In the process of attacking the abode of stones and the pit of vines I uprooted an army of woodlice, several small spiders, one enormous spider (the sort so big that I could hear its feet clacking on the wood of the fence as it stalked indignantly out of reach), two small brownish frogs, an even smaller yellowish frog which sprang up out of the chickweed like a jack-in-the-box, small yellow-shelled snails and even smaller slugs, a tiny caterpillar all curled up like a soft green ammonite, and a couple of huge hairy caterpillars which seemed to be doing their best to battle the bindweed by eating it all.

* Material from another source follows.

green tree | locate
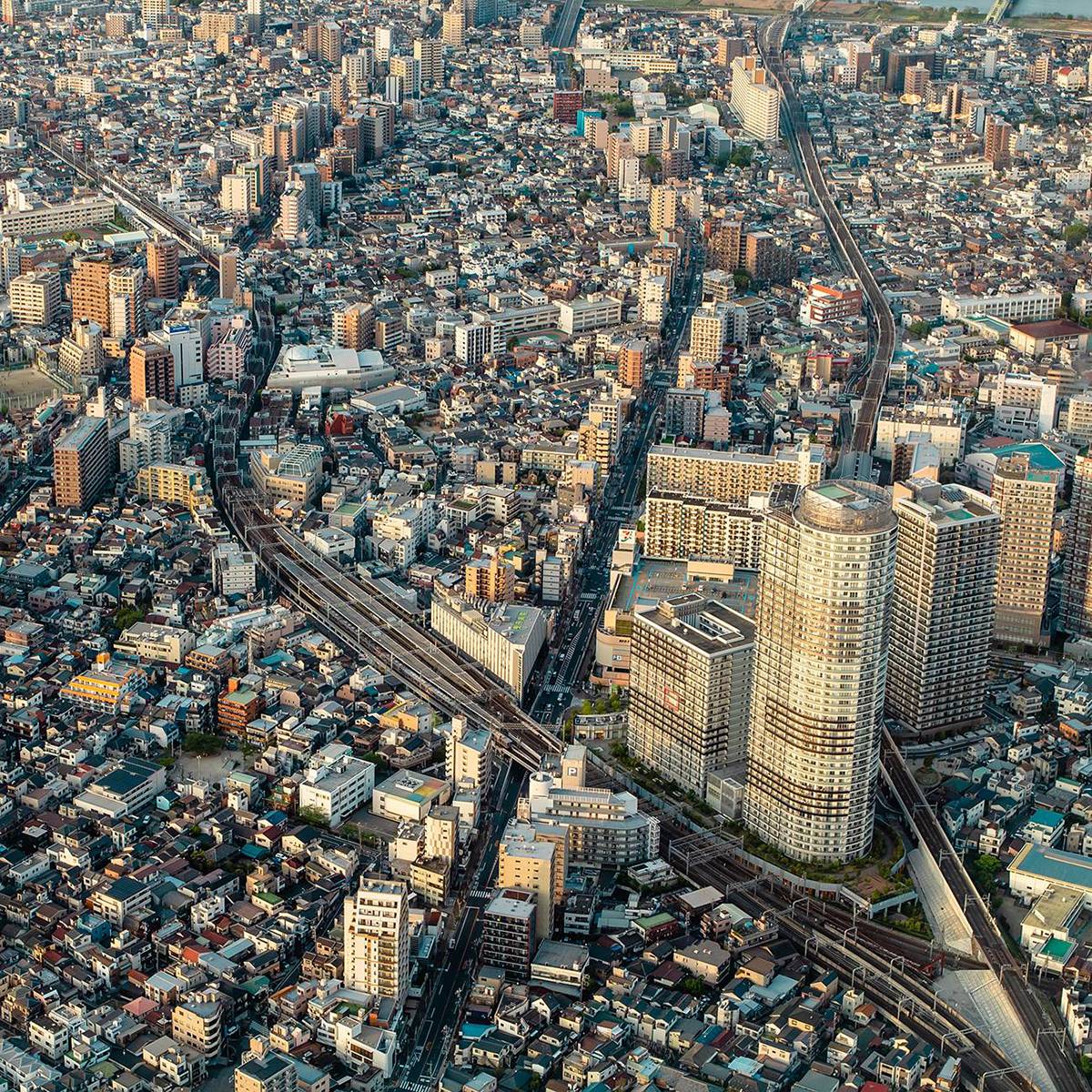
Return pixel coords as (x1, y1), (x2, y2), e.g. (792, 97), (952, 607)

To the spiders and frogs I must be Shiva, Destroyer of Worlds. No, nothing so important, just some sudden hairy mammal crashing oafishly through their threads and burrows. I hate wrecking these little ecosystems, I would love to leave the beetles and caterpillars to their business and take my big feet of fail elsewhere; but like the rest of my species I was born selfish, and the creatures were in the space that will be my vegetable patch, and the nettles and brambles were in the space that will be my tidy little English lawn (or at least some soft grass to sit on in summer). I have never been a committed gardener; I hack at things in fits and starts, small splashes of effort followed by long stagnant periods of apathy, and I think underlying the surface laziness (and the general sense of futility which taints all tasks which are explicitly fighting entropy) is a feeling that my attempts to curate the wilderness are not just hubristic but an offence against the order of things. It doesn't help that the only plants I recognise are weeds: I can pick out our groundsel, chickweed, nettles, dandelions, bindweed, brambles, rosebay willowherb ... but show me a 'proper' plant and I'll shrug in confusion. I like the look of the bright flowers and well-defined leaves of well-ordered gardens, but I know the raggedy plants that grow out from under things. I pull them up in handfuls every now and then out of some misplaced sense of duty, but they grow back in a heartbeat.

Every time I lifted a stone, something small scurried out from underneath it, rushing around in the unwelcome light, a many-legged burst of busy energy, until it found another dark hiding place.

I think part of my problem is that I empathise too much with the insects.